If you take facial recognition as an example, looking at this issue in abstract quickly leads to discussions over privacy concerns with potential surveillance and intrusion by private companies or authorities’ regimes. 

But what about the more specific issue of computer vision? Although part of the same field, the same moral quandaries do not arise, and the technology is already bearing fruit. In 2018, we developed an algorithmic solution that can be used in the detection and diagnosis of tuberculosis from chest X-rays. You can upload any image of a chest X-ray, and the system will identify if a person has the disease. Laws and regulations must be tailored to unique use-cases of AI, rather than lumping disparate fields together.

To create this culture that encourages experimentation, we launched the RegLab. It provides a safe and flexible legislation ecosystem to supports the utilisation of future technologies. This means we can actually see AI in practice before determining appropriate regulation, not the other way around. Regulation is vital to cap any unintended negative consequences of AI, but it should never be at the expense of innovation. 

Finally, understanding the knock-on effects of AI

There needs to be a deeper, more nuanced understanding of AI’s wider impact. It is too easy to think the economic benefits and efficiency gains of AI must also come with negative social implications, particularly concern over job loss. 

But with the right long-term government planning, it’s possible to have one without the other; to maximise the benefits and mitigate potential downsides.
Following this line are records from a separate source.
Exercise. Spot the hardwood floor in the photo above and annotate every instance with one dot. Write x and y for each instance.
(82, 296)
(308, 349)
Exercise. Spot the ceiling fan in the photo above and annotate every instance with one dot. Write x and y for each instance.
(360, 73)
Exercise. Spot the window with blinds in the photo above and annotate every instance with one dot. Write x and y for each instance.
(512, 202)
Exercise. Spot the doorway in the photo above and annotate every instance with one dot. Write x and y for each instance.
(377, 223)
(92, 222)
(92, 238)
If people are appropriately trained in how to use or understand AI, the result is a future workforce capable of working alongside these technologies for the better – just as computers complement most people’s work today.
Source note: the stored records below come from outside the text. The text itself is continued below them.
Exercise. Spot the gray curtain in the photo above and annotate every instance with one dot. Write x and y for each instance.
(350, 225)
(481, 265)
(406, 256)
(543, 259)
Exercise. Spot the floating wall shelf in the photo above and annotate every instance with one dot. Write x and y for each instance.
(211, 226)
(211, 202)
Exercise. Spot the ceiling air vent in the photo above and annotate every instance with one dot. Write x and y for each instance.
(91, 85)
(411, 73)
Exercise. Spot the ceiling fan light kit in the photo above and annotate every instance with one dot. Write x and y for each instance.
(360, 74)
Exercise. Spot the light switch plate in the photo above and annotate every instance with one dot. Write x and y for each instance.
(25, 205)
We’ve to start this training as soon as possible in the Emirates. Through our Ministry of Education, we have rolled out an education programme to start teaching children about AI as young as five years old. This includes coding skills and ethics, and we are carrying this right through to higher education with the Mohamed bin Zayed University of Artificial Intelligence set to welcome its first cohort in January. We hope to create future generations of talent that can work in harmony with AI for the betterment of society, not the detriment.
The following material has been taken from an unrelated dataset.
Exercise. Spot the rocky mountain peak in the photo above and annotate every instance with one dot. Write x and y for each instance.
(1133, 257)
AI will inevitably become more pervasive in society, digitisation will continue in the wake of the pandemic, and in time we will see AI’s prominence grow. But governments have a responsibility to society to ensure that this growth is matched with the appropriate understanding of AI’s impacts. We must separate the hype from the practical solutions, and we must rigorously interrogate AI deployment and ensure that it used to enhance our existence. If governments can overcome these challenges and create the environments for AI to flourish, then we have a very exciting future ahead of us.